ORANGE PARK – Law enforcement agencies from Northeast Florida congregated at Moosehaven Tuesday morning for the Clay County Police Memorial Ceremony, and they all had a single purpose – to never forget:

Sheriff Josephus Peeler

Sheriff Charles Wilson

Sheriff Theodore Cherry

Sgt. Richard Watkins

Auxiliary Deputy Arthur Caton

Deputy Wilson Walker

Sgt. Kenneth “Eddie” Hayes

Det. David White

Deputy Benjamin “Ben” Zirbel

Sgt. Eric Twisdale

Deputy Clint Seagle

Chief Derek Asdot

The Clay County Sheriff’s Office honored the memories of 11 of its deputies and sheriffs who died in the line of duty, as well as Green Cove Springs Police Chief Asdot during the annual ceremony.

National Police Week was created in 1962. There are more than 23,000 names engraved on the National Law Enforcement Officers Memorial Wall.
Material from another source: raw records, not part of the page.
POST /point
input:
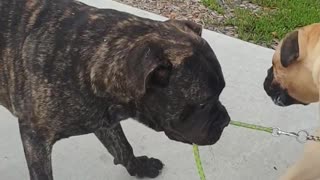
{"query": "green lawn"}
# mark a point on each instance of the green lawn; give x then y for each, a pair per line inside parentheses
(276, 18)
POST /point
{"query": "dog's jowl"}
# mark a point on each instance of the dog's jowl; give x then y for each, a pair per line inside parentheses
(68, 69)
The first recorded death of a deputy who died in the line of duty was in 1786.

The first death in Clay County was on May 10, 1894, when Sheriff Peeler was shot while trying to break up an argument between two men at a train station.

“We will not allow the memories of your loved ones to fade,” Sheriff Michelle Cook said.
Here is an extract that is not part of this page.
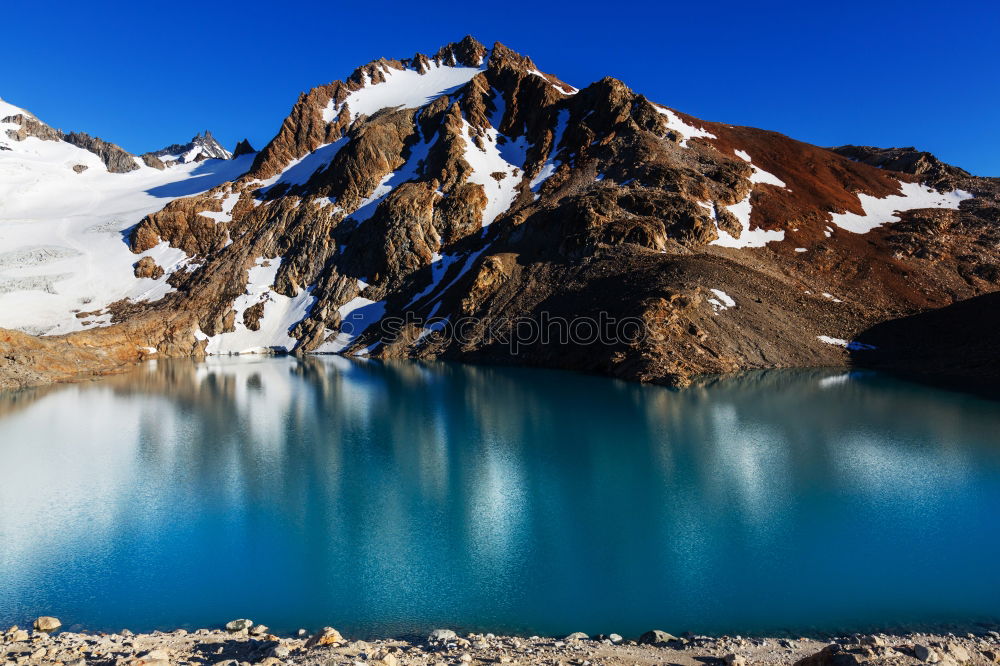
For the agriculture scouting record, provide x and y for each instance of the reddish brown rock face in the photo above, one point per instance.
(512, 197)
Charles Shinolser, who formed the Northeast Florida Concerns of Police Survivors after his son was killed in 1988 while riding his motorcycle to work for the Jacksonville Sheriff’s Office, was the keynote speaker.

Shinolser said when his son died was “the day that changed my life forever.”

There are 21 counties in Northeast Florida COPS, Shinolser said, and Clay County was the first to join.

In addition to CCSO, Green Cove Springs and Orange Park police departments and representatives from Nassau, Jacksonville and the St. Johns sheriff’s office attended.

The ceremony included the presentation of colors, lowering of the flag to half-staff, roll call of the fallen, a moment of silence announced by county dispatchers to all deputies and officers, a 21-gun salute and the playing of “Taps.”

Northeast florida Concerns of Police Survivors Charles Shinolser. Son, Charles Ray Shinolser died Dec. 14, 1988. Hit by a truck and killed while riding his motorcycle to work. He recorded a song to raise money for a national memorial for officers killed in the line of duty.